Piatt is currently a biochemistry major, who has—along with five other students in his class—been given the honor of the Hippocrates Fellowship, Sewanee’s pre-medical leadership program. The program has provided students with unique opportunities to visit the facilities at Yale School of Medicine, shadow a bypass surgery at Washington Adventist Hospital, and tour the new WA hospital, which is currently under construction.
As a student, Piatt is a passionate participant of Sewanee’s rigorous pre-med program.

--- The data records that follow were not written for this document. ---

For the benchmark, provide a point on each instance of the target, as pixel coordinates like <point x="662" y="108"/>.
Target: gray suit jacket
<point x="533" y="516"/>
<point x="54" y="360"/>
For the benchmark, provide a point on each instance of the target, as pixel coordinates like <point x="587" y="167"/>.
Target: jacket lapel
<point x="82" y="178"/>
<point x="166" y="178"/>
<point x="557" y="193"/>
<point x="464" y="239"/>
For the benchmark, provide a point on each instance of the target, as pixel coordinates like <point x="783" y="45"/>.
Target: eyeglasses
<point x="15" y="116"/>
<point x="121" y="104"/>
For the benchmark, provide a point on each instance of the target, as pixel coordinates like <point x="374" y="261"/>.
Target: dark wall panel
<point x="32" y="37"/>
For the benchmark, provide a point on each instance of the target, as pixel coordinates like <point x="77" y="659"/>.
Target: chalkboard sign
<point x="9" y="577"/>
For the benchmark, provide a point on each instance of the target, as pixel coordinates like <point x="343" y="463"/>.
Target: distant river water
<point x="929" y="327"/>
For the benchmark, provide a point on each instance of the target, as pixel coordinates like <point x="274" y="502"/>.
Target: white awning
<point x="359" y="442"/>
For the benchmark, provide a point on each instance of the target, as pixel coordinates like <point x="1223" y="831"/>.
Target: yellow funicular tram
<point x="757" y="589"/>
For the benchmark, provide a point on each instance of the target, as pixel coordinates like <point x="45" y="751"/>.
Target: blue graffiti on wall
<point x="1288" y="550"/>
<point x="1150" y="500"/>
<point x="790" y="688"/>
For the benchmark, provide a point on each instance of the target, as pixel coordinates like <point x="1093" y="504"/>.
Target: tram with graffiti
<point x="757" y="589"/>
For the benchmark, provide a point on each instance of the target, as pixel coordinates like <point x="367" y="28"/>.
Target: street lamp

He stated that it is “very interesting, learning about certain biochemical processes such as gluconeogenesis and ketogenesis and then witness their application in real medicine at Mayo.”
He will be taking the Medical College Admission Test in the spring, and is excited to continue to represent Sewanee through another semester of long nights, dedicated studying, and nationally-recognized achievement.